= Mark Ruwedel =

American landscape photographer and educator

Mark Ruwedel (born June 11, 1954) is an American landscape photographer and educator.

His books include Westward the Course of Empire, depicting the remains of abandoned railway lines in the landscape of the western United States and Canada; and Message from the Exterior, abandoned and decaying houses in desert communities around Los Angeles.

Ruwedel was associate professor at Concordia University, Montreal from 1984 to 2001 and has been Professor of Art at California State University, Long Beach since 2002. He is based in both California and coastal British Columbia.

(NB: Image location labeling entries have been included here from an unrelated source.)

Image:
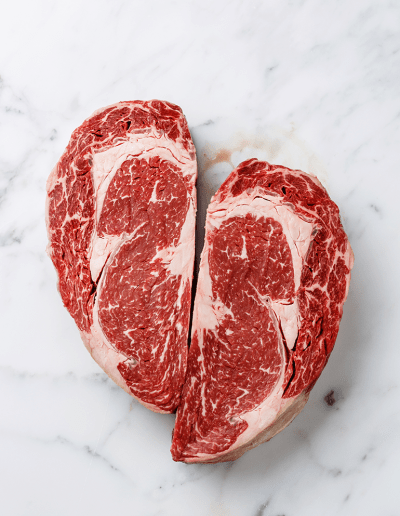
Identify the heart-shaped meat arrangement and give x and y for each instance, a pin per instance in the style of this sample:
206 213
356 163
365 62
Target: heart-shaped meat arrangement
274 274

In 2014, he was awarded both a Guggenheim Fellowship and the Scotiabank Photography Award. In 2018, he was shortlisted for the Deutsche Börse Photography Prize. He has had solo exhibitions at the Chinati Foundation, Presentation House Gallery and Southern Alberta Art Gallery. His work is held in the collections of the J. Paul Getty Museum, Los Angeles County Museum of Art, Metropolitan Museum of Art, Museum of Contemporary Photography, National Gallery of Art, National Gallery of Canada, and San Francisco Museum of Modern Art.

==Life and work==
Ruwedel was born in Bethlehem, Pennsylvania, USA. He graduated with a BFA in painting from Kutztown State College, Kutztown, Pennsylvania in 1978. He gained a Master of Fine Arts degree from Concordia University in Montreal, Québec in 1983.

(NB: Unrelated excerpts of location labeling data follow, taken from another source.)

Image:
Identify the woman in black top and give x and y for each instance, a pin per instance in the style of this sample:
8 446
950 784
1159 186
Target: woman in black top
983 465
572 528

As of 2014, he was based in both California and coastal British Columbia.

===Photography===
Ruwedel is a landscape photographer. He photographs the "material residue or evidence of massive invisible forces at work on populations." He has written: "I am interested in revealing the narratives contained within the landscape, especially those places where the land reveals itself as being both an agent of change and the field of human endeavour." Stanley Wolukau-Wanambwa has written of Ruwedel that "On the one hand, [he works] in series, which are repetitive, categorical and often open-ended engagements. On the other, [he works] from premises that can be enumerated by arbitrary data, like the number of palms in the titles of desert sites in California…"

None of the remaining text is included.